TypeError: Attempted to reuse key: 'my_exception_instance'

The only way to get rid of this error, is by removing the usage of the exception when catching it:

from enum import Enum

class FooEnum(Enum):
    try:
        foo = 3/0
    except:
        print('An error occurred')
        foo=0

Then it just outputs: An error occurred

I'm using python 3.6.9


EDIT The following code is closer to my use case:

import tensorflow as tf

from enum import Enum

class VisualModels(Enum):
    

    try:
        MobileNet = tf.keras.applications.MobileNetV2
    except Exception as e:
        print(f'MobileNetV2 Not found, using MobileNet instead.

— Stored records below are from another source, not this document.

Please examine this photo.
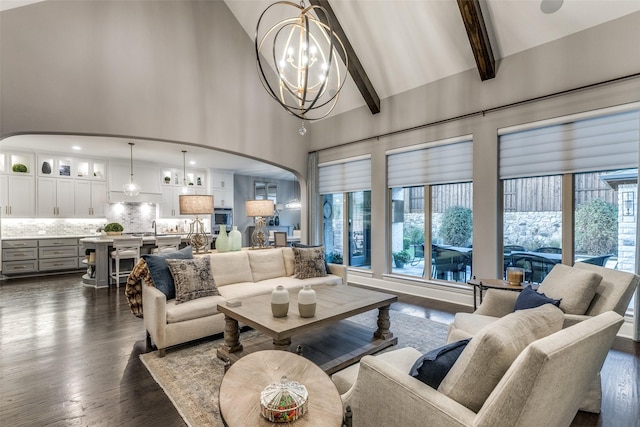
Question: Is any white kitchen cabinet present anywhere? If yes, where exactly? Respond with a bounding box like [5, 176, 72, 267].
[0, 174, 36, 218]
[38, 178, 75, 218]
[75, 180, 107, 218]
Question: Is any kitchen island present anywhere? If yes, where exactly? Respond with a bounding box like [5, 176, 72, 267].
[80, 234, 196, 288]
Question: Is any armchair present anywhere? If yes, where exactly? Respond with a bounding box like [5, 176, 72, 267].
[447, 262, 640, 413]
[342, 312, 623, 427]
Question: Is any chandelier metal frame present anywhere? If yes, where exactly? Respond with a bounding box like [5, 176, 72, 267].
[254, 1, 349, 122]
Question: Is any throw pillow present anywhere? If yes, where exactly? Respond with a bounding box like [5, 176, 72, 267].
[293, 246, 327, 279]
[438, 304, 564, 413]
[513, 286, 561, 311]
[409, 338, 470, 390]
[291, 242, 331, 274]
[142, 246, 193, 300]
[538, 264, 602, 314]
[167, 256, 220, 304]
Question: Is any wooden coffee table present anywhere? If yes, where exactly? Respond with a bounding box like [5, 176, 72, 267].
[217, 285, 398, 374]
[219, 350, 343, 427]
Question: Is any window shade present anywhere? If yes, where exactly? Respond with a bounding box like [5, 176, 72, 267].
[318, 158, 371, 194]
[500, 111, 640, 179]
[387, 141, 473, 188]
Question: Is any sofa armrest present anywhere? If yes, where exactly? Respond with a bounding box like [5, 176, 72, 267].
[562, 313, 593, 329]
[474, 289, 520, 317]
[327, 262, 347, 285]
[342, 356, 476, 427]
[142, 283, 167, 349]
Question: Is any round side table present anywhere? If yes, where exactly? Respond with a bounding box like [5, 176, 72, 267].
[219, 350, 343, 427]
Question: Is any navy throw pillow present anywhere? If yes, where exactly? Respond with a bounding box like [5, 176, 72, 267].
[291, 242, 331, 274]
[142, 246, 193, 300]
[409, 338, 471, 390]
[513, 286, 562, 311]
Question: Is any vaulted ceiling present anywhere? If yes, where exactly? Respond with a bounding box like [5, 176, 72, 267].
[224, 0, 640, 115]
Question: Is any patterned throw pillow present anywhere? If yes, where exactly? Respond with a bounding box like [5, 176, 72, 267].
[293, 246, 327, 279]
[167, 256, 220, 304]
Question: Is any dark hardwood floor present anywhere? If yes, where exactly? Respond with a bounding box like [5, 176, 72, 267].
[0, 274, 640, 427]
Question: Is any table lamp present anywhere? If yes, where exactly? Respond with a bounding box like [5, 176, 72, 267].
[178, 194, 213, 254]
[245, 200, 274, 249]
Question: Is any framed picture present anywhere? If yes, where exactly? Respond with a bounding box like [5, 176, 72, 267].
[273, 231, 287, 248]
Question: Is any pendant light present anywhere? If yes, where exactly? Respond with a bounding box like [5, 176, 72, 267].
[122, 142, 140, 197]
[180, 150, 189, 194]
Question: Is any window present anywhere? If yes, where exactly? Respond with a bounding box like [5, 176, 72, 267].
[347, 191, 371, 268]
[499, 106, 640, 308]
[391, 186, 425, 277]
[387, 136, 473, 282]
[431, 182, 473, 282]
[502, 175, 562, 283]
[318, 155, 371, 268]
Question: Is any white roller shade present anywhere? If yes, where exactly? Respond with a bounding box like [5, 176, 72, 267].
[500, 111, 640, 179]
[387, 140, 473, 188]
[318, 157, 371, 194]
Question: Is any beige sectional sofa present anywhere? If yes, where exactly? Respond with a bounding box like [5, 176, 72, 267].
[142, 247, 347, 357]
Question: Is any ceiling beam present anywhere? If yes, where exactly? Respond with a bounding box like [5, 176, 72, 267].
[309, 0, 380, 114]
[457, 0, 496, 80]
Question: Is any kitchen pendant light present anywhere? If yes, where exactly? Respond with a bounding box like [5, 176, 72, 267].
[180, 150, 189, 194]
[122, 142, 140, 197]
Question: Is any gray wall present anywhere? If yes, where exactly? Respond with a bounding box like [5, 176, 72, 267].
[0, 0, 309, 176]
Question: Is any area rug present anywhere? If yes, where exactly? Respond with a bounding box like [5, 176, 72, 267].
[140, 310, 447, 427]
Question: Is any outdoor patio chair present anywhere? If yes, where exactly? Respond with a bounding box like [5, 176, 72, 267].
[509, 253, 557, 283]
[580, 255, 613, 267]
[534, 246, 562, 254]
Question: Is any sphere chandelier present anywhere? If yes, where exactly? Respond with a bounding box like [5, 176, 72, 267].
[255, 1, 348, 135]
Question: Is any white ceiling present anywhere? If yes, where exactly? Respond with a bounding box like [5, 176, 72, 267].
[0, 0, 640, 179]
[224, 0, 640, 115]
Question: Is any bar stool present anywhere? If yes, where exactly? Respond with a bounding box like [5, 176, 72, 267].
[109, 237, 142, 288]
[153, 235, 182, 254]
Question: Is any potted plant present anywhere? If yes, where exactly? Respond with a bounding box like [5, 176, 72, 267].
[393, 250, 411, 268]
[104, 222, 124, 236]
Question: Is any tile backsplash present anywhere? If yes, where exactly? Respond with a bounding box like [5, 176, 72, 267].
[0, 203, 210, 238]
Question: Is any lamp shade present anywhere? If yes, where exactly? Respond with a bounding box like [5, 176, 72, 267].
[245, 200, 274, 217]
[178, 194, 213, 215]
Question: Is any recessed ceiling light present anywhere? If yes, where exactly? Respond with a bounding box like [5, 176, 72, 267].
[540, 0, 564, 13]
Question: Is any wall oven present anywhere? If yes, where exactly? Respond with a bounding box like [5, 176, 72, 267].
[211, 208, 233, 234]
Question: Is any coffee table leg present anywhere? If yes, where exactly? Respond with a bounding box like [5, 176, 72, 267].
[273, 337, 291, 351]
[222, 316, 242, 353]
[373, 305, 393, 340]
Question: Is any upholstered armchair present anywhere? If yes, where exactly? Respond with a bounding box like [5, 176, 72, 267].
[447, 262, 640, 413]
[342, 305, 623, 427]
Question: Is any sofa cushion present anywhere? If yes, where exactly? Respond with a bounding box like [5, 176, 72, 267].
[209, 251, 253, 287]
[293, 246, 327, 279]
[167, 257, 220, 304]
[438, 304, 564, 412]
[538, 264, 602, 314]
[167, 296, 226, 323]
[513, 286, 560, 311]
[282, 247, 296, 276]
[248, 249, 287, 282]
[409, 338, 471, 390]
[142, 246, 193, 300]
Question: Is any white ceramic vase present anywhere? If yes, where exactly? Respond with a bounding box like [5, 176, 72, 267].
[229, 225, 242, 251]
[298, 285, 316, 317]
[216, 225, 229, 252]
[271, 285, 289, 317]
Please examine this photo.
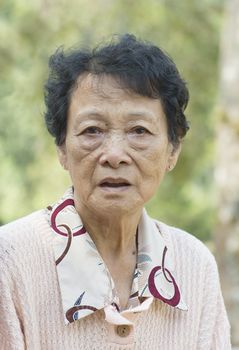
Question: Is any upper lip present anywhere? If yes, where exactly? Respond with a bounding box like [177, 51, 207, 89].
[99, 177, 130, 185]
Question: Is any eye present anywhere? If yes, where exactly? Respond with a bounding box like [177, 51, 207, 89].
[81, 126, 102, 135]
[130, 126, 149, 135]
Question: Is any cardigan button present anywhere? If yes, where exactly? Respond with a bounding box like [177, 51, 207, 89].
[116, 325, 130, 338]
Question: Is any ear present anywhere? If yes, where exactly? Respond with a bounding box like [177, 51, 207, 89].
[166, 143, 182, 171]
[57, 143, 68, 170]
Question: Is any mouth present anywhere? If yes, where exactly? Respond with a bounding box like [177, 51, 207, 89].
[99, 178, 131, 192]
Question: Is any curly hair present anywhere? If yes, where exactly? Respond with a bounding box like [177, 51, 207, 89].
[45, 34, 189, 146]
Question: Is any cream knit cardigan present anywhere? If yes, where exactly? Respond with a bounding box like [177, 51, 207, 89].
[0, 210, 231, 350]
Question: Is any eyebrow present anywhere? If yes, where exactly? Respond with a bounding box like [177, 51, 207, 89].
[77, 108, 155, 122]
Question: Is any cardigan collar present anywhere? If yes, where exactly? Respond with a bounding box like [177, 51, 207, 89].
[48, 188, 187, 324]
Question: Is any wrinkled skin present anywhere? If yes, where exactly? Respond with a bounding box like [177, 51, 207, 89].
[58, 74, 180, 221]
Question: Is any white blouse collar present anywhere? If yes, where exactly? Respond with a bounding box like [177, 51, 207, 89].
[48, 188, 187, 324]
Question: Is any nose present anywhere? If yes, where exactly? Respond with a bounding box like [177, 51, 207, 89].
[99, 132, 132, 169]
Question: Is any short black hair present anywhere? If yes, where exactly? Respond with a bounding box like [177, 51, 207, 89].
[45, 34, 189, 146]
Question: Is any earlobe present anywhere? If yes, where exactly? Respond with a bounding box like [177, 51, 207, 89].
[57, 144, 68, 170]
[166, 143, 181, 171]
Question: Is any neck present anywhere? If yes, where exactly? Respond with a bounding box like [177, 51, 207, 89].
[76, 200, 142, 257]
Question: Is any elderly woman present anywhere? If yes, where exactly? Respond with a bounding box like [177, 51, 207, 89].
[0, 35, 230, 350]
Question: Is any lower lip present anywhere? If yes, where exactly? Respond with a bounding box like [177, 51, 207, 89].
[100, 186, 131, 193]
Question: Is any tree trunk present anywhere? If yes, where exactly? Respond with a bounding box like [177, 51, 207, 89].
[215, 0, 239, 346]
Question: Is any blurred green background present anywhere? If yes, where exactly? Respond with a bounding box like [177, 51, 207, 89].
[0, 0, 220, 240]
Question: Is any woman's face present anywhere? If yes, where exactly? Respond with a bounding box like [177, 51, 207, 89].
[58, 74, 179, 215]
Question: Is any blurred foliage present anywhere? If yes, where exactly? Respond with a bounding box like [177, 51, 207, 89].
[0, 0, 223, 240]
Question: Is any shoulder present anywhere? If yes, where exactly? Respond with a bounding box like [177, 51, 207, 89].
[0, 210, 50, 263]
[156, 221, 217, 274]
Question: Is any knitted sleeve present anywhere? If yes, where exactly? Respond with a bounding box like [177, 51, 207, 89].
[0, 245, 25, 350]
[197, 254, 231, 350]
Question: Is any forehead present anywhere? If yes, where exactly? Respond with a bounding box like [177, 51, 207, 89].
[69, 73, 165, 120]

Error: {e}.')
        MobileNet = tf.keras.applications.MobileNet

    # more models are defined similarly

CodePudding user response:

The reason that is happening is:

  • _EnumDict tracks all used names
  • _EnumDict thinks my_exception_instance should be a member
  • Python clears the as variable when leaving the except clause
    • by assigning None to my_exception_instance (and then deleting the variable)
    • causing _EnumDict to think a key is being reused

One workaround (as of Python 3.7) is to add my_exception_instance to an _ignore_1 attribute:

class FooEnum(Enum):
    _ignore_ = 'my_exception_instance'
    try:
        foo = 3/0
    except Exception as my_exception_instance:
        print('An error occurred:', my_exception_instance)
        foo=0

The other workaround is make my_exception_instance be a global:

class FooEnum(Enum):
    global my_exception_instance
    try:
        foo = 3/0
    except Exception as my_exception_instance:
        print('An error occurred:', my_exception_instance)
        foo=0

Finally, if you don't want the try/except in the body of your enum:

class FallbackEnum(Enum):
    def __new__(cls, *values):
        # first actual value wins
        member = object.__new__(cls)
        fallback = False
        for v in values:
            try:
                member._value_ = eval(v)
                break
            except Exception as e:
                print('%s error: %s' % (v, e))
                fallback = True
                continue
        else:
            # never found a value
            raise ValueError('no valid value found')
        # if we get here, we found a value
        if fallback:
            # if the first value didn't work, print the one we did use
            print('  using %s' % v)
        return member

and in use:

>>> class FooEnum(FallbackEnum):
...     foo = '3/0', '0'
... 
3/0 error: division by zero
  using 0

>>> list(FooEnum)
[<FooEnum.foo: 0>]

1 You can use aenum if stuck at Python 3.6.

Disclosure: I am the author of the Python stdlib Enum, the enum34 backport, and the Advanced Enumeration (aenum) library.